This question reminds me of a slim but provocative book that was published ten years ago, called How to Talk about Books You Haven’t Read, by a French academic (are you surprised?) called Pierre Bayard. This book was fascinating because its author tried to expose the empty elitism (the “system”) that enforces our intellectual insecurities. At the same time, Bayard provides tips on how to seem like you really have read all of Marcel Proust, as well as the most recent scholarship on Proust. This will make it seem to others that you also have read the best commentaries on Proust’s readers, his biographers, and his Russian and Arabic translators, etc. So this author pokes fun at elitism, but clearly he also wants to instruct us on how to join that elite—or empty elite.
I mention this because our question today concerns not “which books will reveal that I am an intellectual,” but rather “if I really want to be thought of as an intellectual.” So our focus is not on which books will stretch and strengthen our intellectual capacities, but which will impress other people.
If authority in the classroom means knowing it all, then it also means inviting nothing but silence among our most ambitious students.
Shall I assume that historians like me are specially equipped to know what “other people” want to think? If so, that hurts! Why? Because as a teacher and research supervisor, I think that by acknowledging my lack of knowledge on many things, I encourage students to realise their own intellectual ambitions—showing that there’s still a lot of research to do, many questions to ask, and further arguments to be made. My colleagues tend to agree with this. If authority in the classroom means knowing it all, then it also means inviting nothing but silence among our most ambitious students.
Most of us will agree that the Socratic method of teaching - showing that we learn more from exploring good questions rather than memorising facts and arguments - is a more effective pedagogical method than standing at the podium and citing quotations from books students can access elsewhere.
Intellectual ability is more about thinking critically than knowing lots of stuff.
So this means that, in my view, the best way “really” to be thought of as an intellectual is to show we know those books that have taught us to pose good questions. Intellectual ability is more about thinking critically than knowing lots of stuff anyway.
Perhaps the best book of this type is The Historian’s Craft, originally published as Apologie pour l’Histoire ou Métier d’Historien, by the great French historian Marc Bloch (1886-1944). Historians realise the importance of distinguishing an author from her/his ideas. We should not allow a person’s life to determine the meaning of their thoughts. If we did, every book on our shelves would need to be written by a moral hero. Unfortunately, there are more brilliant publications than there have been moral authors.
Since history is the study of the past in the context of the present, study without witnessing is like reading without learning.
In the case of Bloch, we have a moral hero and a provocative book that emphasizes the importance of asking critical questions. Marc Bloch, a Jewish intellectual and officer in the French army, refused to emigrate from France during the Nazi occupation. Simultaneously horrified and fascinated by the capacities of his fellow citizens to justify leading "normal lives" even while they colluded with the Nazis, Bloch believed that the task of a historian is to witness the world, to better reflect on its meaning.

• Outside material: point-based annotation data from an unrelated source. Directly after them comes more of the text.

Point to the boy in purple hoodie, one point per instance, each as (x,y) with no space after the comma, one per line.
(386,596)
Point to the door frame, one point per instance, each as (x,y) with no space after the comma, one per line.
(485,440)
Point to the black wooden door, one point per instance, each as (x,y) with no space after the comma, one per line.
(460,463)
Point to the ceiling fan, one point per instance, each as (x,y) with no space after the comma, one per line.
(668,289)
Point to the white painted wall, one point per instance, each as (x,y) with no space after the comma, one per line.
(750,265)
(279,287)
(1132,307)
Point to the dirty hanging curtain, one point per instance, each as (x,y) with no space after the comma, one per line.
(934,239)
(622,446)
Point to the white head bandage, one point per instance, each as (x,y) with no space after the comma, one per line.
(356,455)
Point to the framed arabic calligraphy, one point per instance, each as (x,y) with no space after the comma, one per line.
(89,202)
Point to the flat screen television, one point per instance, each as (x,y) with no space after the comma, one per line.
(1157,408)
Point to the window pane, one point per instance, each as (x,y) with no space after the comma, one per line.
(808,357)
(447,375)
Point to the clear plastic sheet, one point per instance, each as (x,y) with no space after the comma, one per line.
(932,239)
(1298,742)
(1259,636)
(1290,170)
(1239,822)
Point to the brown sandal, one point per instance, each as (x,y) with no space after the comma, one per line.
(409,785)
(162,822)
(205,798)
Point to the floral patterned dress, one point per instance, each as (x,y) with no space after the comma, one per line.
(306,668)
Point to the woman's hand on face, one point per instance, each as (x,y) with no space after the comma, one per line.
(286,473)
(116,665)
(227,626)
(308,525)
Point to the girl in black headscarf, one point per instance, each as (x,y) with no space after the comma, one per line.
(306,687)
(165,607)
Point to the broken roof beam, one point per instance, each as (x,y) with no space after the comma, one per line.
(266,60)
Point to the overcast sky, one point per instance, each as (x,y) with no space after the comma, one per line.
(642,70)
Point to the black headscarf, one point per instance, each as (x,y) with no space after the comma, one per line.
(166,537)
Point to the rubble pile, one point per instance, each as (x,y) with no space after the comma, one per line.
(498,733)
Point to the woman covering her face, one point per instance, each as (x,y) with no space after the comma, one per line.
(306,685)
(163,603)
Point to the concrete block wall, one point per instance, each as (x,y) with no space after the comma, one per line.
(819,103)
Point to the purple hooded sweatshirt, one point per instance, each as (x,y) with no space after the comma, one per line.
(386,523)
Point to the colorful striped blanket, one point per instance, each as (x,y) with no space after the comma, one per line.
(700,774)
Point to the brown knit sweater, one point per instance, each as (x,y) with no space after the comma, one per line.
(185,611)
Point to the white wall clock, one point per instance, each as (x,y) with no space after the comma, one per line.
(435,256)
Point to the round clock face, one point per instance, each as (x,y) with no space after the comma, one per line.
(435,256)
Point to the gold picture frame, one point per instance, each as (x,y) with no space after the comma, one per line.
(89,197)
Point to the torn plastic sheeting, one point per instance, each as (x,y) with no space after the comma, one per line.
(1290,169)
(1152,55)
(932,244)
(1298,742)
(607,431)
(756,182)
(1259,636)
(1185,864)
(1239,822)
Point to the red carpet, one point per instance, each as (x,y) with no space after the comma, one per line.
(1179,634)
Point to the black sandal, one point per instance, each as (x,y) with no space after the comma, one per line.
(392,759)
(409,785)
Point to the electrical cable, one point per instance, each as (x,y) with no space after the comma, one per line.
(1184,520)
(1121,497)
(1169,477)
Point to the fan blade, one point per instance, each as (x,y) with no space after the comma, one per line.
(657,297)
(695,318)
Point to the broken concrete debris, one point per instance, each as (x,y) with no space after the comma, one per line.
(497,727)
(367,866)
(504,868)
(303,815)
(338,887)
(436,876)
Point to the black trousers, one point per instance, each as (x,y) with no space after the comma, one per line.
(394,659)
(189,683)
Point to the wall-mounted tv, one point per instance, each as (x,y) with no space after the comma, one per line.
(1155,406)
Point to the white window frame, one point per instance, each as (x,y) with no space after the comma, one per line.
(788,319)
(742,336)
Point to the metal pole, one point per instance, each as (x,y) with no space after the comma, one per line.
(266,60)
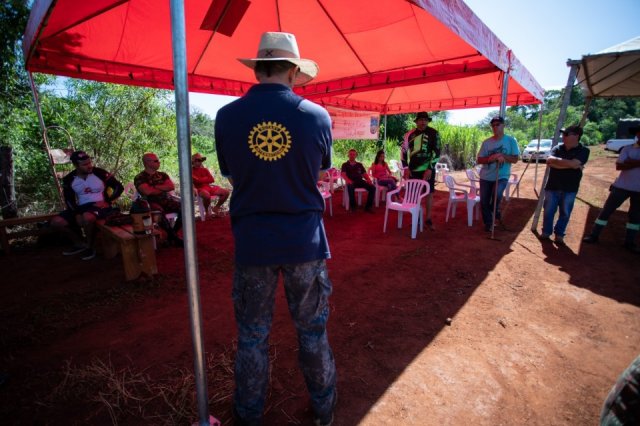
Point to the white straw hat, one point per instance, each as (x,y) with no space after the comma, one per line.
(276,46)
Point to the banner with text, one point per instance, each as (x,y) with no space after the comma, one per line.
(347,124)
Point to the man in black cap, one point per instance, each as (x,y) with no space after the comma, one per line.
(565,162)
(88,193)
(626,185)
(420,153)
(496,155)
(156,187)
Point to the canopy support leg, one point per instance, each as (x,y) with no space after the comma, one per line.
(179,45)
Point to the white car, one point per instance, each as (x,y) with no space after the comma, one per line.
(531,151)
(616,145)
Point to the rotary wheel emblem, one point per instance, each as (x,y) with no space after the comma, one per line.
(269,141)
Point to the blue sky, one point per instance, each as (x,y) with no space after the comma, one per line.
(543,34)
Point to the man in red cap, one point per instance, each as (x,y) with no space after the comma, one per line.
(203,183)
(88,194)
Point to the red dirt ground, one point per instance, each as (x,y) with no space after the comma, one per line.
(538,335)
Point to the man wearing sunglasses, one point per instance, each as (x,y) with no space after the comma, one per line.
(496,155)
(565,163)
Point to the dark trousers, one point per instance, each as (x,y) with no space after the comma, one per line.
(371,190)
(487,194)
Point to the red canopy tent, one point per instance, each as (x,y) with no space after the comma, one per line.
(391,56)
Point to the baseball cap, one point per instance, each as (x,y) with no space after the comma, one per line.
(79,156)
(572,129)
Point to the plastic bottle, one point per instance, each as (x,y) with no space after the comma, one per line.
(141,217)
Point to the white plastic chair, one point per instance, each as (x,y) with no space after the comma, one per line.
(513,181)
(381,191)
(326,195)
(415,191)
(457,194)
(334,178)
(442,169)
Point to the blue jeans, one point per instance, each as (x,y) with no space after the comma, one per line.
(562,202)
(307,288)
(487,192)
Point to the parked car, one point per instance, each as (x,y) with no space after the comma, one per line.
(616,145)
(531,151)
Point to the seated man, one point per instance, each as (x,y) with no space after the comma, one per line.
(88,193)
(155,186)
(202,182)
(355,175)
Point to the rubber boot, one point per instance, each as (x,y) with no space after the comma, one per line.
(595,234)
(630,238)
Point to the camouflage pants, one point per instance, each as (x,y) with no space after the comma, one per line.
(307,288)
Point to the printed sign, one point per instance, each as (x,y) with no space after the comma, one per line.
(347,124)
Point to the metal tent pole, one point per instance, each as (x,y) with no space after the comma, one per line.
(45,139)
(505,90)
(535,172)
(179,45)
(575,66)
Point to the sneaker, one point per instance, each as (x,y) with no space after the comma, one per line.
(590,239)
(74,250)
(327,420)
(88,254)
(177,242)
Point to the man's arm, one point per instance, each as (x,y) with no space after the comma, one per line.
(626,163)
(561,163)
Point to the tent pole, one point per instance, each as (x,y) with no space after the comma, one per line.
(575,66)
(587,107)
(45,139)
(179,47)
(385,129)
(535,171)
(505,90)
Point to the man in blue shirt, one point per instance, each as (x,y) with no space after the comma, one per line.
(626,185)
(496,155)
(273,146)
(565,163)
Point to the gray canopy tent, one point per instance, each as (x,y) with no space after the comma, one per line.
(611,73)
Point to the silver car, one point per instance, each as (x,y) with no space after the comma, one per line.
(531,151)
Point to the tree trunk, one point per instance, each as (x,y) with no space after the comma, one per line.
(7,188)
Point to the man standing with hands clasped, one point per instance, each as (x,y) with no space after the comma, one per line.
(496,155)
(420,153)
(273,146)
(565,163)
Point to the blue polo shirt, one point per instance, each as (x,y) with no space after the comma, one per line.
(506,145)
(272,143)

Since history is the study of the past in the context of the present, study without witnessing is like reading without learning.
Bloch knew that he would be rounded up and murdered before completing this short treatise—and he was. Edited posthumously by his friend Lucien Febvre and published in 1949, reading this book today compells us to reflect not only on Bloch’s demand for critical questions, but also for us to reflect on the task of intellectuals during wartime. How different are we, reading today, while refugees drown, sea waters rise, and we elect leaders who encourage inequality?
So Bloch teaches us to witness and to ask questions—of ourselves and of each other. Done with sincerity, it’s hard work, intellectually.
“Poverty and the Tolerance of the the Intolerable.” Professor Amartya Sen with Prospect‘s editor Bronwen Maddox, at LSE, 14 Jan 2014 © Sophia Schorr-Kon
Taking Bloch seriously, we need to face the challenge of seeing injustice amidst our world of stimulating ideas. We need to balance outrage with creativity, and critical thinking with demands for solutions. So my final “book” is, in fact, a lecture - this means, hopefully, more of us will be able to consume it—it’s available as a free download.
Amryta Sen, the intellectually restless Nobel-prize winning economist and philosopher, asks: why do we tolerate injustice? What do we tell ourselves to justify our willingness to look the other way, to ignore suffering even while we know it is there?
If we want to shape definitions of what it means to be an intellectual, cultivating a meaningful response to Sen, given Bloch's arguments for a critical approach to history, seems to me a fine place to start.